Sunday, September 2, 2012

Making Culture Part II - Nostalgia of Exile

Week 6 - 14th August 2012

   Continued from the preceding blog, due to political, educational, and economic movements such as the Cultural Revolution and the June 4th Incident in 1989, and the decolonization in Hong Kong, a massive number of Chinese and Hong Kong residents left and immigrant to overseas since 1980s. For these people now living outside China in the age of globalisation, how do they perceive their identity? What is the role of the different media in the making of diasporic and immigrant cultures? How do satellite television, internet, mobile phone coverage etc. create a media space that cuts across national boundaries to form a transnational space?

  Appadurai describes this group of diasporic people or immigrant community as “anguish of displacement” and the “nostalgia of exile” (Sun, 2002). It is because of they confront a complex situation in a diasporic public space, where living in-between national space vs. the homeland, such as racial differences, “foreignness” appearances, accent and behaviour; and the disconnection with China increases desirous of maintaining their regular consumption of Chinese cultures (Sun, 2002).

For example, immigrant communities (former mainland Chinese) would watch Chinese television drama series by install a satellite television.
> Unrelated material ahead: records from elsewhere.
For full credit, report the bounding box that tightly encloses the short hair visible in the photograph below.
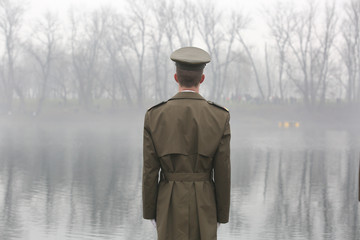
[176,66,204,88]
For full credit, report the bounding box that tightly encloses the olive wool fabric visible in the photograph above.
[170,46,211,71]
[142,92,231,240]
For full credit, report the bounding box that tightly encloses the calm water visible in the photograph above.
[0,114,359,240]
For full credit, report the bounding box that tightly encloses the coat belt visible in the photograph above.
[161,172,211,182]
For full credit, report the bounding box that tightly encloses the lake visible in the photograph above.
[0,112,359,240]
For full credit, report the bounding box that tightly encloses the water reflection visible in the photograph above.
[0,119,359,240]
[227,126,360,240]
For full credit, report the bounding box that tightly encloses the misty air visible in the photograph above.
[0,0,359,239]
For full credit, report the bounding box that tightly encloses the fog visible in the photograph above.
[0,0,359,114]
[0,112,359,239]
[0,0,360,239]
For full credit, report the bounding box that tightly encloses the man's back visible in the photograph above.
[148,92,228,166]
[143,91,231,240]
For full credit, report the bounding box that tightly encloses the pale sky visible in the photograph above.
[28,0,276,13]
[25,0,344,49]
[27,0,338,15]
[25,0,287,44]
[26,0,339,32]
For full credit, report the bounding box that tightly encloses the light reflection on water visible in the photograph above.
[0,117,359,240]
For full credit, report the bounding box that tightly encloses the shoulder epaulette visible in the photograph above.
[207,101,229,112]
[147,100,168,111]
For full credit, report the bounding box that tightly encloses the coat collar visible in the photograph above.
[169,92,206,101]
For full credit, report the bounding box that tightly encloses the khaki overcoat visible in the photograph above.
[142,92,231,240]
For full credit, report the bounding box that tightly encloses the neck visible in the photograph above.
[178,85,199,93]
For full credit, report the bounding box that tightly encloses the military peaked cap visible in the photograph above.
[170,47,211,71]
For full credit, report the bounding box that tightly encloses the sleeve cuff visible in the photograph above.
[143,210,156,220]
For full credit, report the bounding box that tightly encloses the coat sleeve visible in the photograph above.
[142,111,160,219]
[213,112,231,223]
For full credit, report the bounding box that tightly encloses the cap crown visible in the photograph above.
[170,47,211,64]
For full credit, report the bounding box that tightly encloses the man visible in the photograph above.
[142,47,231,240]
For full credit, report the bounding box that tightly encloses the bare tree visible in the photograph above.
[197,2,248,100]
[235,27,265,100]
[173,0,198,47]
[284,1,337,107]
[0,0,25,112]
[52,54,71,106]
[69,7,109,110]
[149,0,168,101]
[120,0,149,106]
[318,1,338,104]
[285,2,316,106]
[26,12,60,115]
[219,12,248,99]
[341,0,360,102]
[265,2,295,102]
[197,1,223,100]
[264,43,273,100]
[161,0,178,99]
[104,39,121,108]
[0,0,350,112]
[107,13,133,106]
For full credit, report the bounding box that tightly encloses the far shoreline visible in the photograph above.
[0,103,359,131]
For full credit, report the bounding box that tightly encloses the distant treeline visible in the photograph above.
[0,0,359,114]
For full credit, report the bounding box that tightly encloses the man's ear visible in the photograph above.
[200,74,205,84]
[174,73,179,83]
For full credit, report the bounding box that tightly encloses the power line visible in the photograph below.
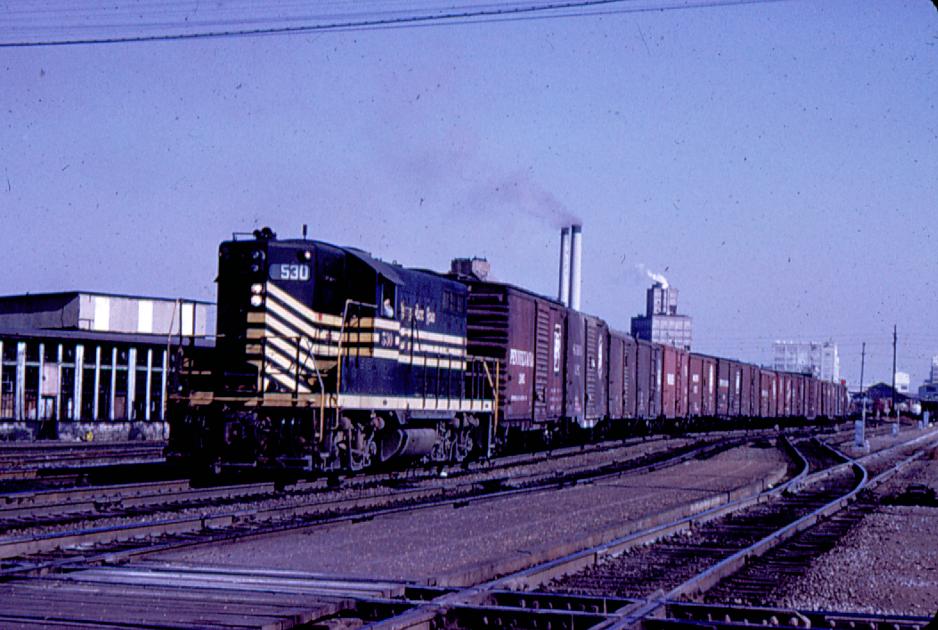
[0,0,789,48]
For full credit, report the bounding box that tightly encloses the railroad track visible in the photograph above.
[348,428,938,629]
[0,432,749,577]
[0,441,167,487]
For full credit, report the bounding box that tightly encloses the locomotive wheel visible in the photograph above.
[340,416,376,471]
[453,428,474,462]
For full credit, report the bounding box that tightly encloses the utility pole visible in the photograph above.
[891,324,898,436]
[856,342,867,449]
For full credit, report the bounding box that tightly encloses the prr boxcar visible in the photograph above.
[460,280,565,434]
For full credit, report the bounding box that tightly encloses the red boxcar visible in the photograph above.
[607,330,625,419]
[660,345,689,419]
[688,354,704,417]
[465,281,567,431]
[583,315,608,426]
[564,310,586,424]
[701,355,717,417]
[636,339,659,418]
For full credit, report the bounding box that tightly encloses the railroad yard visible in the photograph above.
[0,423,935,629]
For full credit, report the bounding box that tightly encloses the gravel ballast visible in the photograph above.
[776,458,938,616]
[156,444,789,586]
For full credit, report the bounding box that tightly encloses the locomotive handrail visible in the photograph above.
[335,299,377,417]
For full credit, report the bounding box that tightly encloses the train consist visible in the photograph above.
[167,227,848,472]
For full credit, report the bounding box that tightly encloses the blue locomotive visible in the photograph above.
[168,228,495,471]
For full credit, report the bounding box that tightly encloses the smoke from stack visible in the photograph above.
[636,263,669,289]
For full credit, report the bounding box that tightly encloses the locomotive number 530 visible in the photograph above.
[270,263,310,281]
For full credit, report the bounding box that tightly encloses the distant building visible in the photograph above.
[772,340,840,381]
[0,291,214,435]
[929,355,938,384]
[895,371,911,394]
[631,283,692,350]
[919,382,938,402]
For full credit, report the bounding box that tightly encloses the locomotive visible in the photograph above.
[168,228,496,472]
[167,227,848,472]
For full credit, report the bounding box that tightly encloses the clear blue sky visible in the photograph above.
[1,1,936,387]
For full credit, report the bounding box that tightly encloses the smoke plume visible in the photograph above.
[636,263,669,288]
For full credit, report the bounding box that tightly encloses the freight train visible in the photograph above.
[166,227,848,472]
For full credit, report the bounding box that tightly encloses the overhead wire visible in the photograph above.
[0,0,790,47]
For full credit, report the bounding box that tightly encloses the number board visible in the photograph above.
[269,263,311,282]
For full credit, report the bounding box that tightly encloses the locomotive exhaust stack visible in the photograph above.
[558,227,571,307]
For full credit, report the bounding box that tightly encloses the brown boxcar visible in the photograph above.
[622,334,638,418]
[660,345,689,419]
[778,372,791,418]
[564,309,586,424]
[701,355,717,417]
[635,338,658,419]
[791,373,805,417]
[716,358,731,417]
[727,360,745,418]
[583,315,608,426]
[660,345,678,419]
[688,353,704,417]
[464,281,566,431]
[806,377,819,419]
[607,331,625,419]
[740,363,755,418]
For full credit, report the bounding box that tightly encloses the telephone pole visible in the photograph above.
[891,325,898,435]
[857,342,867,448]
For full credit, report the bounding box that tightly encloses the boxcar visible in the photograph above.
[635,338,659,419]
[583,315,608,427]
[463,280,566,432]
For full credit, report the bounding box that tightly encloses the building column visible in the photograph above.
[37,342,44,421]
[93,346,102,420]
[56,345,63,420]
[15,341,26,420]
[0,340,4,417]
[160,349,168,420]
[109,348,117,421]
[72,344,84,421]
[145,349,153,421]
[127,347,137,420]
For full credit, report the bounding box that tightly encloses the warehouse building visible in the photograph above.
[772,339,840,382]
[0,291,213,440]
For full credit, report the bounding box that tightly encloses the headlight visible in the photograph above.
[250,294,264,307]
[250,283,264,295]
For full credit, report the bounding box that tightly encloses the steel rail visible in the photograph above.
[361,428,938,629]
[601,432,938,629]
[0,435,746,577]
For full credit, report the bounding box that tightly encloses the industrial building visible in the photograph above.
[0,291,213,439]
[772,340,840,382]
[631,283,693,350]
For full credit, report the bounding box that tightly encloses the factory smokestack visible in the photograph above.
[558,227,571,306]
[570,224,582,311]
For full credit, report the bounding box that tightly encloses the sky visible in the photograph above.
[1,0,936,388]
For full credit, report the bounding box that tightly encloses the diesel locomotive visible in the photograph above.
[167,227,848,472]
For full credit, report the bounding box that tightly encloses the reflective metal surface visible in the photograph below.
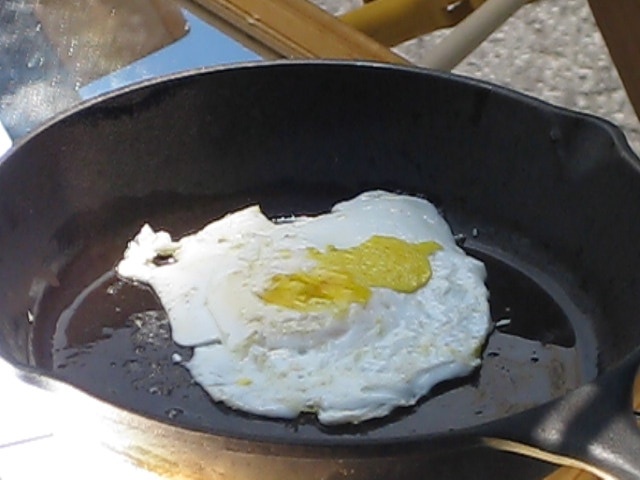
[0,0,259,149]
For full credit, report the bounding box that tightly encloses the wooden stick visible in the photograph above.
[187,0,408,63]
[588,0,640,121]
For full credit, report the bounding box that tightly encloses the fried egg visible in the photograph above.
[116,191,491,424]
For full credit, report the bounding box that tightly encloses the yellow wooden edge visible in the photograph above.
[484,438,613,480]
[184,0,408,63]
[340,0,475,47]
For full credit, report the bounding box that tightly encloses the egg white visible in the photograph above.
[117,190,491,424]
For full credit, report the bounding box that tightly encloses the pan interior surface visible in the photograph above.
[1,61,637,446]
[29,185,596,443]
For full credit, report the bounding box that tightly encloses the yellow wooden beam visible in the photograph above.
[340,0,475,47]
[186,0,408,63]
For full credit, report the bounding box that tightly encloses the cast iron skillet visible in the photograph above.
[1,61,640,479]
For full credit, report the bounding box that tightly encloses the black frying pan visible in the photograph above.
[2,61,640,479]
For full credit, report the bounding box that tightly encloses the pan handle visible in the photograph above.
[477,346,640,480]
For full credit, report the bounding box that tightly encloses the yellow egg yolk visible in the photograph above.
[260,235,442,312]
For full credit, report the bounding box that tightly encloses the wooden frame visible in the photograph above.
[183,0,407,63]
[589,0,640,121]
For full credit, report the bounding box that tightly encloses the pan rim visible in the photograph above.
[2,59,638,169]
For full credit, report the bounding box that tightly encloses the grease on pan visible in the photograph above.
[117,191,491,424]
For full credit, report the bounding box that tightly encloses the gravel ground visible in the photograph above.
[314,0,640,155]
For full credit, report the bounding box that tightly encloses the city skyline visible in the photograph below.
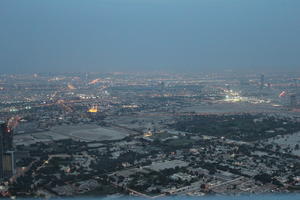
[0,0,300,198]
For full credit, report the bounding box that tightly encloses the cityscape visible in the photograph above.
[0,72,299,198]
[1,0,300,199]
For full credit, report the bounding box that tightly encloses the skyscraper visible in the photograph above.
[0,121,14,180]
[294,79,298,88]
[3,151,14,178]
[290,94,297,108]
[0,121,4,179]
[260,74,265,90]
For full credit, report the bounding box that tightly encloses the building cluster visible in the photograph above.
[0,72,299,197]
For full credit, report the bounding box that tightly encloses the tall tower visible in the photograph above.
[290,94,297,108]
[294,79,298,88]
[0,121,14,180]
[260,74,265,90]
[0,121,4,179]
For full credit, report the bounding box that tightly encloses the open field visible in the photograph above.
[267,131,300,156]
[14,124,130,145]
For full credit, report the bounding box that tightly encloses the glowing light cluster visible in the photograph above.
[143,131,153,137]
[88,105,99,113]
[88,78,102,85]
[67,83,76,90]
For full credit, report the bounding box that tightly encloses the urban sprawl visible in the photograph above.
[0,72,300,198]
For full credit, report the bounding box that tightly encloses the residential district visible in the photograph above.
[0,72,299,198]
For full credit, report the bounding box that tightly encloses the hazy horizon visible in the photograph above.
[1,0,300,74]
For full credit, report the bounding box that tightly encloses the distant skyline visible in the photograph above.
[0,0,300,73]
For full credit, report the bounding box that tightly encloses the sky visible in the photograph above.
[0,0,299,74]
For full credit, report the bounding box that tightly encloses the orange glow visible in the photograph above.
[88,105,99,113]
[143,131,152,137]
[67,83,76,90]
[88,78,102,85]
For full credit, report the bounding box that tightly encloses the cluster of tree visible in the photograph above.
[90,151,146,173]
[172,114,300,141]
[254,173,283,187]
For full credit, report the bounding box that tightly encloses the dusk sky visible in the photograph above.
[0,0,299,73]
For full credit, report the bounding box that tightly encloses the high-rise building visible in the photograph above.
[260,74,265,90]
[294,79,298,88]
[290,94,297,108]
[3,151,14,178]
[0,121,15,180]
[3,129,13,152]
[0,121,4,179]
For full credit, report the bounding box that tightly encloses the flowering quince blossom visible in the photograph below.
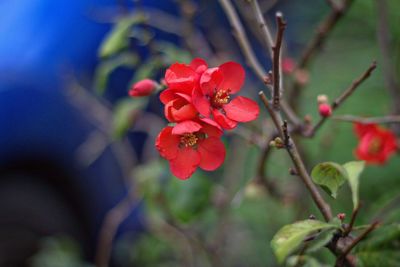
[193,61,259,129]
[353,123,398,165]
[156,120,225,179]
[150,58,259,179]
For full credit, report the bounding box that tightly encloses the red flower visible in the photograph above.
[156,120,225,179]
[160,90,198,122]
[129,79,157,97]
[192,61,259,129]
[282,57,295,74]
[164,58,208,95]
[354,123,397,164]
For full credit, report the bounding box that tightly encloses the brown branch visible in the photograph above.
[288,0,355,108]
[304,61,377,137]
[219,0,301,127]
[336,221,380,266]
[333,114,400,124]
[272,12,286,110]
[259,91,333,222]
[343,204,361,236]
[248,0,274,55]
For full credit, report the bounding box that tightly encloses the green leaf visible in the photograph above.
[306,228,336,253]
[112,98,147,139]
[287,255,327,267]
[271,220,338,264]
[343,161,365,209]
[311,162,348,198]
[94,52,139,95]
[98,14,145,58]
Satellite television provides an immediate access of the latest news of mainland China to former mainland Chinese; you do not have to be at a certain location or face-to-face communities to receive certain information, it is non-physical nature, also called virtual neighborhoods.

Indeed, even I am not an immigrant from Hong Kong but a temporary overseas student in Australia, I still do not like being disconnected with my homeland; I do not have a satellite television but I could purchase Chinese television drama DVDs at Chinese DVDs shop that opened by former mainland Chinese (or download from the internet), reading electronic newspapers from Hong Kong’s website, watching Chinese film at Australian cinema, talking to family on the phone with Facetime etc. to maintain my connection with my homeland; all of these media together to cut across China-Australia boundaries to form a transnational space.

  With the emerged networked, digital and mediated space of cyberspace, it is so easy for diasporic communities to form and exchange information and maintain relationships, and make new and hybridized cultural identities.

Reference: Sun, W 2002, ‘Fantasizing the homeland, the internet, memory and exilic longings’, Leaving China: media, migration, and transnational imagination, Rowan & Littlefield, Lanham, Md., pp. 113–36.